Joël Méline never dreamed of being a postman.
In 1981, Meline was studying chemical engineering at the University of Minnesota when he ran out of money for his tuition. A few days later, he spotted an ad in the Minnesota Daily for an upcoming postman exam in one of the campus lecture halls.
Meline, then 22, registered, passed the exam, and began working in the Dayton’s Bluff neighborhood of St. Paul. “I thought, ‘OK, I can earn some money and go to school in the evenings maybe,'” he said, “but then life happens.”
Stays in downtown St. Paul, the Midway district, Rice Street, New Brighton and North St. Paul followed.
Two years later, Meline made an offer for a place at White Bear Lake and never left.
“The best part is the customers,” said Meline, 63, of Vadnais Heights, who is retiring Friday after 41 years on the job. “That’s the whole point – your customers. When you’re on a route for a long time, you see kids going from kindergarten to high school and graduating. Customers are the purpose. They are the reason we do this.

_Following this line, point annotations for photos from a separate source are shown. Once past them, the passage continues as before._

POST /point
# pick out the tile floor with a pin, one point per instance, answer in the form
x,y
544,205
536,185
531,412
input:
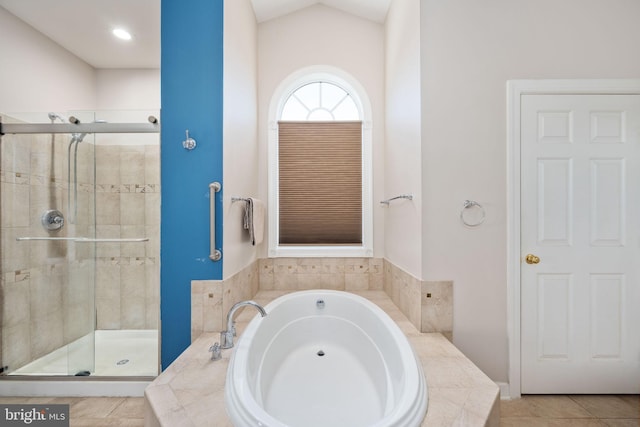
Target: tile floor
x,y
530,411
94,411
571,411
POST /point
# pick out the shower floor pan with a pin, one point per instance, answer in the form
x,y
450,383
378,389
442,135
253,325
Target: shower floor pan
x,y
117,353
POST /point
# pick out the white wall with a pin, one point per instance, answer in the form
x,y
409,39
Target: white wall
x,y
240,141
38,75
469,50
319,35
402,153
128,89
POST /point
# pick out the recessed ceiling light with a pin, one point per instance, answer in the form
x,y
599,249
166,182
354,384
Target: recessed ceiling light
x,y
122,34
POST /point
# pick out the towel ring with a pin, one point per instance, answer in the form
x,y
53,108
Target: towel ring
x,y
469,217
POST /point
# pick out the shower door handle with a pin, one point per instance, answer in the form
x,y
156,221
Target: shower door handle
x,y
215,254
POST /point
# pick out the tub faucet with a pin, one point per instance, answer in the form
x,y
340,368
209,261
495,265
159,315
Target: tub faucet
x,y
226,337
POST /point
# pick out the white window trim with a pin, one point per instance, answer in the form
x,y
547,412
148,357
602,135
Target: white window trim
x,y
357,92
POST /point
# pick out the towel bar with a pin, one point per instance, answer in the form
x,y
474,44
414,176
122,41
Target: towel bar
x,y
402,196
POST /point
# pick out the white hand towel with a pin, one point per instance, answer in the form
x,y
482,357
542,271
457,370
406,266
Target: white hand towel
x,y
254,220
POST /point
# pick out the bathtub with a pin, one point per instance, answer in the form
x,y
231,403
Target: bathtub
x,y
324,358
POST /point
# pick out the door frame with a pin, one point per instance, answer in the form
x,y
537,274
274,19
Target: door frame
x,y
515,90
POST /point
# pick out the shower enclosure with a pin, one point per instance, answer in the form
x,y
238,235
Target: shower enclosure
x,y
79,229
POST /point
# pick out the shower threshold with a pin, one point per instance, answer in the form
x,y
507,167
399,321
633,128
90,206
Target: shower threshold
x,y
118,353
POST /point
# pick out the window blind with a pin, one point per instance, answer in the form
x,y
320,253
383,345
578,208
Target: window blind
x,y
320,183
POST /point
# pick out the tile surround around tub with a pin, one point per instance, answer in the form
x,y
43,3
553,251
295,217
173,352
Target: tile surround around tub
x,y
427,304
212,299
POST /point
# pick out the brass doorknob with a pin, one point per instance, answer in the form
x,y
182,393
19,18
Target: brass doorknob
x,y
531,259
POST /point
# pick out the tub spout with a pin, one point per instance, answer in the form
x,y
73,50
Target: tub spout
x,y
226,337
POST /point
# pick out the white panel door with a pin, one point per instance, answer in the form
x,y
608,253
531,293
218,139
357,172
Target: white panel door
x,y
580,221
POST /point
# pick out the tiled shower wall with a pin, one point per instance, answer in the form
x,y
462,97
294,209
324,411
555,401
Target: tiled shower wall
x,y
45,302
128,206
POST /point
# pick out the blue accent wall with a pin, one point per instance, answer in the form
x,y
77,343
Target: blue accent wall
x,y
191,98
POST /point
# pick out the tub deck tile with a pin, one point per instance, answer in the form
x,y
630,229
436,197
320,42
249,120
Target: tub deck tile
x,y
190,392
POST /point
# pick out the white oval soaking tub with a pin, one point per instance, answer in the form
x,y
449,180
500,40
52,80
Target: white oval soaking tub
x,y
324,358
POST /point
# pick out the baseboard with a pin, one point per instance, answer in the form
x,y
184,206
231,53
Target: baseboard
x,y
504,391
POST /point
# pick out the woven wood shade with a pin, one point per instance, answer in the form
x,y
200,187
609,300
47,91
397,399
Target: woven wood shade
x,y
320,187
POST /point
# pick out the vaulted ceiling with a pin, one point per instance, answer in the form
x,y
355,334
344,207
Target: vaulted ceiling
x,y
84,26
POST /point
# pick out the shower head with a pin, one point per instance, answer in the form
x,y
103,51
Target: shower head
x,y
54,116
77,137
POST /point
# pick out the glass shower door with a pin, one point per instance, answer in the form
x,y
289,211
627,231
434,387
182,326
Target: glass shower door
x,y
48,310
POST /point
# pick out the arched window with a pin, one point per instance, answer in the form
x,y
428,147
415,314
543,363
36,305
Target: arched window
x,y
320,168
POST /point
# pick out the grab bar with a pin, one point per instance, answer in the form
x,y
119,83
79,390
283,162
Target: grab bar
x,y
215,254
84,239
402,196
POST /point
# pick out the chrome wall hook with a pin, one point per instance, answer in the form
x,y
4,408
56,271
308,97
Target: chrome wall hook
x,y
189,143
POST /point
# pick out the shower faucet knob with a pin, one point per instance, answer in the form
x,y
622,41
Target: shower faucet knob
x,y
52,220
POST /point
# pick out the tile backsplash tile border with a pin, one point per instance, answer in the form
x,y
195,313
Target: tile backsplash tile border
x,y
427,304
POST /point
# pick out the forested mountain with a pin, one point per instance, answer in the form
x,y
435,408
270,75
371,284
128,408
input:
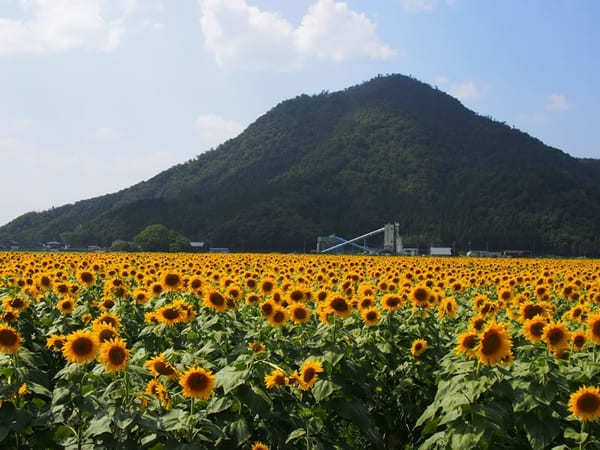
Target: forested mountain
x,y
390,149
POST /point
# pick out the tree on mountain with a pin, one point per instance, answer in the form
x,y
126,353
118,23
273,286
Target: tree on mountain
x,y
158,238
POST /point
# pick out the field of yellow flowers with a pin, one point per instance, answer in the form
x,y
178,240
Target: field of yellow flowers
x,y
296,351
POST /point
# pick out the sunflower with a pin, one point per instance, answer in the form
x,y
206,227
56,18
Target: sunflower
x,y
275,378
156,389
267,308
533,329
585,404
494,344
579,339
10,315
279,317
593,324
556,336
505,294
259,446
418,347
391,302
309,374
340,306
109,318
9,339
170,315
171,281
529,310
80,347
66,305
56,342
478,322
215,300
448,307
197,383
299,313
86,278
105,332
371,316
114,355
160,366
419,296
252,299
266,286
467,343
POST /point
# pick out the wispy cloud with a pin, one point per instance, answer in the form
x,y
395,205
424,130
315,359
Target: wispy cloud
x,y
243,36
63,25
557,102
214,129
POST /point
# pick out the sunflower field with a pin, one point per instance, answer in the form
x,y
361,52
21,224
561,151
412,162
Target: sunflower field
x,y
259,351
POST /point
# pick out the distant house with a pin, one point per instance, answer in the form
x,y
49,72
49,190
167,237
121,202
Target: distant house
x,y
440,251
53,245
198,246
516,253
218,250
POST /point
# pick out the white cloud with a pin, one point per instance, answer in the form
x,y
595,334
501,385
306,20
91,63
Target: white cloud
x,y
423,5
240,35
63,25
214,130
418,5
557,102
107,134
466,90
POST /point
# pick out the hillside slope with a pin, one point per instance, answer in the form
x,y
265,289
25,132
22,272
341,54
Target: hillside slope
x,y
391,149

Meline customers in White Bear Lake are celebrating it this week by decorating their mailboxes with balloons and covering it with notes and treats.
“He was the greatest postman ever,” said Kerri Kolstad, who helped organize the farewell festivities.
“He was always waving, smiling and giving treats to the dogs. Even if he were to come to the door to deliver a package, there would still be a dog bone on it for Addie,” Kolstad said of his border collie/springer spaniel mix.
Meline’s constant presence on Evergreen Circle has been especially welcome during the coronavirus pandemic, said Linda Vukelich, who works from home.
“He was such a lifesaver,” she said. “No matter what we’ve delivered here, he’s never frustrated with it. It’s sad to think about him leaving because he’s been such a touchpoint, such a familiar face. He’s part of our neighborhood. , of our small community.
Mike Duesenberg said you could set a clock by Meline.
“He’s very consistent,” he said. “When I hear it, I like to go out and see it and say ‘hi.’ “He’s an extra pair of eyes in the neighborhood. It’s comforting to know that he can watch over us if he leaves. He will be greatly missed.”
The work has not always been easy. Meline said he must have delivered mail when it was 100 degrees and the wind chill was 50 below. “When it’s so cold, you run between houses trying to generate body heat,” he said.
Working in a mail truck without air conditioning when it’s over 100 hours means you’re essentially “sitting in a greenhouse,” he said. “It can be miserable, and I won’t miss it. The faster you ride, the more breeze you get.
He has lost count of the number of times he has been bitten by angry dogs. “You try to avoid them, but they come,” said Meline, who keeps a bag of Milk-Bone dog treats in her mail truck. “It usually comes from dogs whose owners say the dog doesn’t bite just when they latch on to your leg.”
Three years ago, Meline said, he was handing a package to a customer through the front door when his barking dog bit him on the hand. “I said, ‘Your dog just bit me.’ And he said, ‘No, he didn’t.’ I showed him my hand, which was bleeding, and said, “Uh, yeah, he did.”
For the record, the U.S. Postal Service does not condone the distribution of dog treats by postal carriers, he said.
“Officially they’re not allowed, but it’s a dog-friendly strategy,” he said. “Dogs are great.”
For many years, Meline did all carrier training at White Bear Lake. “It’s not an easy job,” he said. “It’s a simple job, but it has many elements. New people would burst into tears just trying to get the job done. I said, ‘If anyone’s going to cry, it’s me. I have been here longer. But it’s overwhelming the first few days, the first few weeks, because you pay attention to so many things that you don’t really have to do after you kind of figure it out.
Meline, who grew up in Circle Pines, met his late wife, Kim, when they were in third grade. They started dating when they were sophomores at Centennial High School and both got jobs at the local Dairy Queen, he said. They graduated in 1977, married in 1978, and had a daughter, Katie Jo Meline.
Kim Meline died in May of complications related to idiopathic pulmonary fibrosis. She was 63 years old.
Meline took six months off to care for Kim before she died. After returning to work last month, he decided it was time to retire.
“It’s time to go,” he said. “The repetitive motion of twisting, turning and lifting catches up with you. This was a temporary job. Forty-one years later, I still see it that way.
With retirement on the horizon, Meline said he plans to re-enroll at U of M and complete his education.
“I have three years of calculus, which really applies to this job,” he said. “My parents made a bet between them whether I would finish school one day. I don’t know which of them bet that I would never finish, but I want to prove whoever was wrong.
But, he says, he will miss his White Bear Lake customers.
“Everyone has been great,” he said. “I don’t feel like I work as much for the post office as for my customers. A good postman is a treasure. We constantly complain about the bad ones, and you can see why because there are a lot of them. It’s their job, and they hate it, and they don’t care.
“But the good ones, they are a treasure,” he said. “They’re an asset to your neighborhood, and I tried to be that.”